Work programme of the Euro Retail Payments Board (ERPB), chaired by the ECB: On 19 December 2013, the ECB announced the creation of the ERPB, which replaces the SEPA Council. The ERPB would “help foster the development of an integrated, innovative and competitive market for retail payments in euro in the European Union”. Members of the ERPB include representatives from the demand and supply sides, as well as representatives from the EU national central banks. The EC is invited to join as an observer. The ERPB’s work will consist mainly of identifying strategic issues and work priorities (including business practices, requirements and standards). (The EPC is a member of the ERPB.)
Recommendations developed by the European Forum on the Security of Retail Payments (SecuRe Pay Forum): The SecuRe Pay Forum was established in 2011 as a voluntary cooperative initiative between relevant authorities from the European Economic Area (EEA), supervisors of payment service providers and overseers. To date, the ECB has published final recommendations for the security of internet payments, draft recommendations for the security of mobile payments and the final text of the recommendations for the security of payment account access services – addressed to the European Banking Authority (EBA) – developed by the SecuRe Pay Forum.
European Banking Authority (EBA) opinion on virtual currencies (VCs): The EBA opinion, published in July 2014, sets out the result of the assessment whether VCs should or can be regulated. It is “addressed to EU legislators as well as national supervisory authorities in the 28 [EU] Member States.” It remains to be seen what specific EU regulatory action, if any, will result based on the EBA opinion.
Considering that going forward, the institutional SEPA landscape will become even more complex, the EPC would welcome it if possible duplication of efforts by the ERPB, the Commission and other regulatory bodies could be avoided. Whether or not SEPA will deliver on its potential also depends on the authorities adhering to and communicating a harmonised vision of who should do what to achieve ‘SEPA 2.0’.
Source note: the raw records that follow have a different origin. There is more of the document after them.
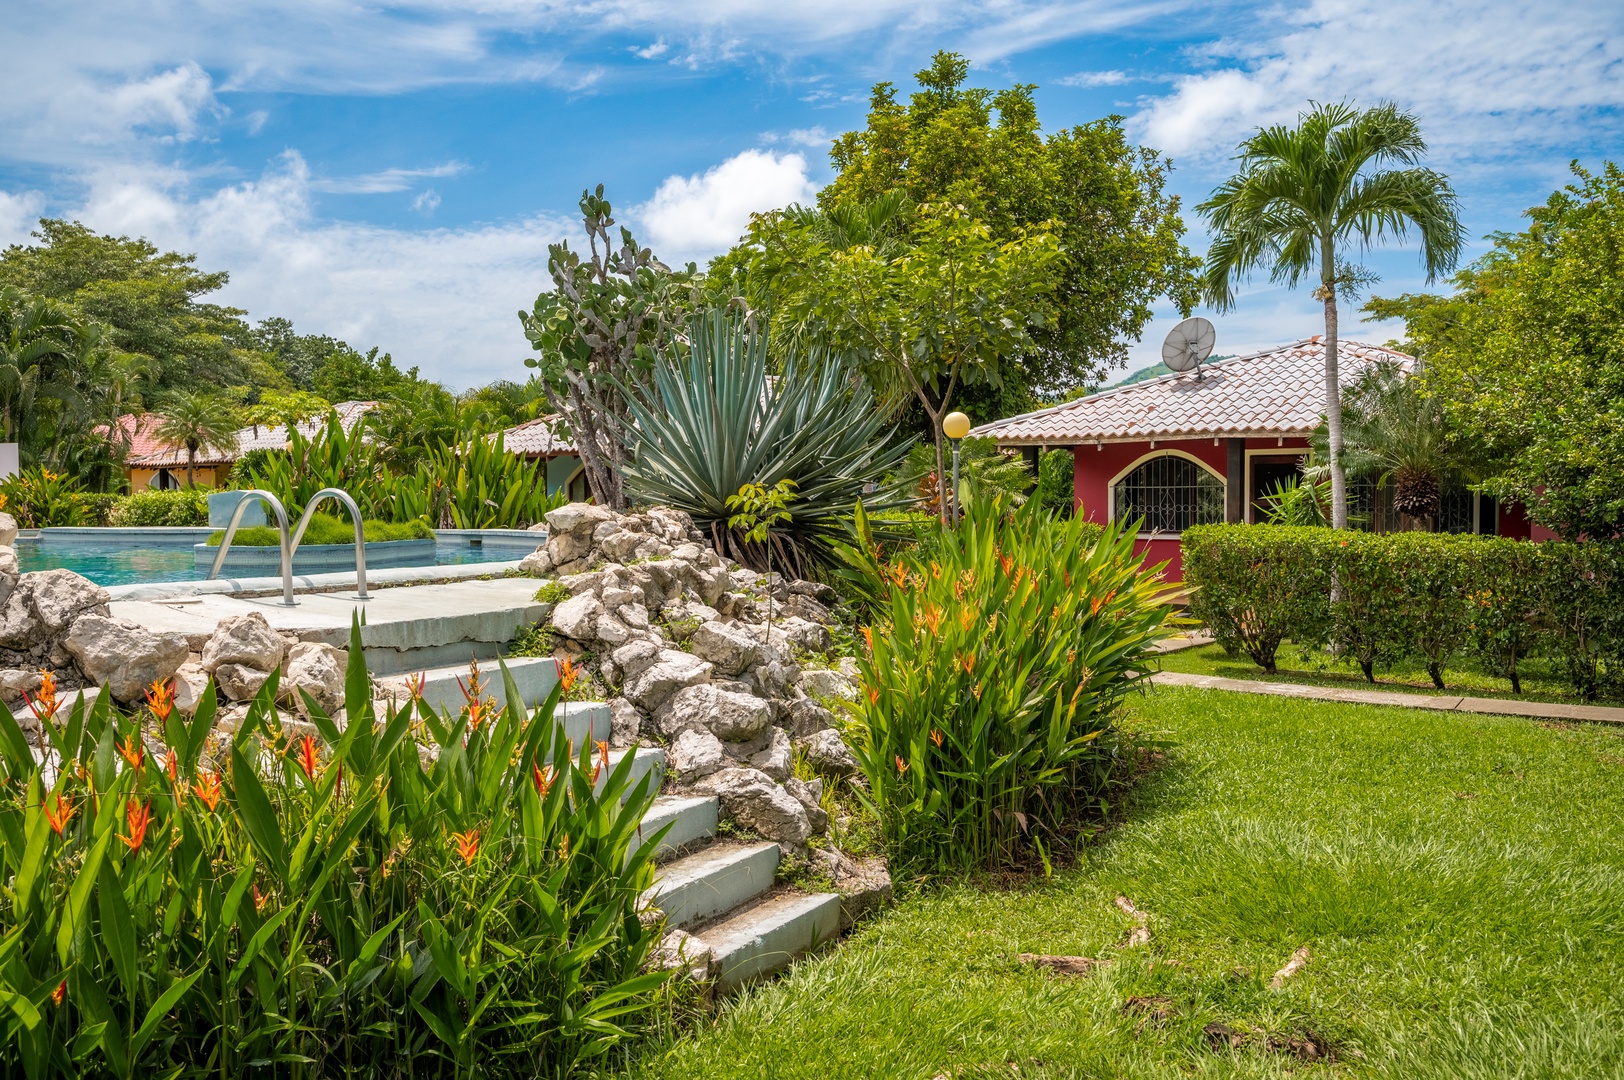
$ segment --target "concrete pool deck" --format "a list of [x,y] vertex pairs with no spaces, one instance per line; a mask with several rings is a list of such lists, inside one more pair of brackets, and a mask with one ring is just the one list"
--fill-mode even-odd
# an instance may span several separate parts
[[[488,573],[491,564],[483,567]],[[150,598],[115,595],[111,607],[116,618],[149,630],[185,634],[195,648],[201,648],[221,619],[251,611],[263,615],[273,629],[302,641],[345,648],[351,620],[359,612],[365,620],[361,641],[375,675],[494,657],[520,630],[552,610],[551,604],[535,599],[540,582],[532,577],[384,588],[369,600],[356,599],[354,574],[348,580],[349,589],[306,592],[294,607],[284,606],[280,593],[250,596],[223,591]]]

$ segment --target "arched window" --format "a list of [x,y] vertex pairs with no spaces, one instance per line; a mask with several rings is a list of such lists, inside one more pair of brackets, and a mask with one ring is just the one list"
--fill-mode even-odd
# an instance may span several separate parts
[[1141,461],[1111,488],[1118,521],[1142,518],[1142,532],[1176,533],[1224,520],[1224,482],[1178,454]]

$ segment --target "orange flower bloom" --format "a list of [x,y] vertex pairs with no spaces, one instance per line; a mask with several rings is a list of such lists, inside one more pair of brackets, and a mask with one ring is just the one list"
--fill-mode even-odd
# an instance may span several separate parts
[[180,783],[180,758],[175,756],[173,750],[164,755],[164,772],[169,774],[171,785]]
[[598,740],[598,762],[592,766],[592,782],[598,782],[598,774],[609,767],[609,744],[603,739]]
[[900,561],[891,564],[891,581],[899,589],[908,584],[908,568]]
[[537,765],[533,767],[532,772],[534,775],[531,779],[536,782],[536,794],[545,799],[547,793],[553,790],[553,781],[558,779],[558,770],[551,765]]
[[47,717],[56,715],[57,706],[61,704],[56,696],[56,676],[40,668],[39,693],[30,697],[28,691],[24,690],[23,700],[28,702],[35,720],[43,723]]
[[68,822],[73,820],[74,810],[76,809],[73,801],[57,795],[54,806],[43,799],[40,800],[40,806],[45,809],[45,820],[51,823],[51,831],[61,836],[62,830],[67,828]]
[[897,775],[901,776],[903,773],[905,773],[907,771],[908,771],[908,763],[906,761],[902,760],[902,755],[901,754],[898,754],[897,755]]
[[1009,556],[1009,555],[1005,555],[1003,552],[1000,551],[998,553],[998,565],[1002,566],[1004,568],[1004,573],[1007,574],[1007,573],[1009,573],[1010,568],[1015,565],[1015,559],[1014,559],[1014,557]]
[[564,684],[564,693],[567,694],[574,690],[575,684],[580,681],[580,678],[581,669],[570,663],[569,657],[566,656],[558,661],[558,681]]
[[980,701],[981,700],[981,684],[976,683],[974,686],[970,687],[970,693],[972,693],[972,694],[974,694],[976,696],[977,701]]
[[139,734],[124,736],[124,741],[118,744],[118,754],[130,763],[130,768],[140,771],[146,763],[146,748],[141,745]]
[[1092,600],[1090,600],[1088,602],[1088,613],[1090,615],[1098,615],[1100,613],[1100,608],[1102,608],[1104,606],[1105,606],[1105,601],[1103,599],[1101,599],[1100,597],[1096,596],[1094,599],[1092,599]]
[[567,859],[567,858],[570,857],[570,834],[569,833],[565,833],[564,834],[564,839],[562,839],[562,840],[560,840],[558,842],[558,857],[560,859]]
[[868,651],[874,651],[874,628],[872,626],[859,626],[857,629],[863,633],[863,640],[868,643]]
[[131,851],[139,851],[141,843],[147,838],[147,826],[152,824],[152,804],[142,803],[140,806],[131,799],[124,805],[124,816],[129,822],[130,835],[119,837],[120,842]]
[[259,891],[259,882],[254,882],[254,914],[259,914],[259,909],[264,907],[265,901],[269,899],[269,896]]
[[207,769],[198,770],[197,779],[192,782],[192,791],[213,813],[214,808],[220,805],[220,774]]
[[959,667],[964,669],[964,673],[966,675],[969,675],[971,672],[975,671],[975,656],[971,653],[959,653]]
[[933,634],[940,633],[942,629],[941,609],[932,604],[926,604],[923,614],[925,625],[930,627],[930,632]]
[[937,746],[942,745],[942,733],[940,731],[937,731],[935,728],[931,728],[930,729],[930,741],[935,743]]
[[429,673],[426,671],[419,671],[416,675],[407,676],[406,692],[412,695],[414,702],[423,700],[423,687],[428,683],[428,680]]
[[51,991],[51,1004],[61,1008],[66,1000],[68,1000],[68,980],[63,979],[57,984],[56,989]]
[[871,687],[868,688],[868,703],[870,705],[878,705],[880,703],[880,688],[879,687],[871,686]]
[[298,756],[295,760],[299,762],[299,768],[304,770],[304,774],[314,780],[316,769],[321,765],[321,753],[316,749],[315,736],[301,735],[298,747]]
[[474,864],[474,856],[479,854],[479,830],[469,829],[467,832],[454,832],[451,839],[456,843],[457,854],[462,857],[464,866]]
[[175,682],[173,679],[159,679],[147,687],[147,708],[152,710],[159,722],[169,719],[169,714],[175,711]]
*The Council of the European Union (EU) is the EU institution where the EU member states’ government representatives sit, i.e. the ministers of each EU Member State with responsibility for a given policy area.
**The latest edition of the EPC Newsletter provides in-depth information on the regulatory initiatives listed above. Readers are also invited to visit the new EPC infographic ‘SEPA at a Glance’. It provides a timeline highlighting key milestones of SEPA roll-out and an overview of the actors involved in the SEPA process at the European level and their interaction.
(NB: the EPC, representing the European banking industry in relation to payments, is not an EU legislative body. More generally, the EPC is not part of the EU institutional framework. The EPC has, therefore, no role in the adoption of any EU laws or other regulatory initiatives establishing SEPA compliance requirements.)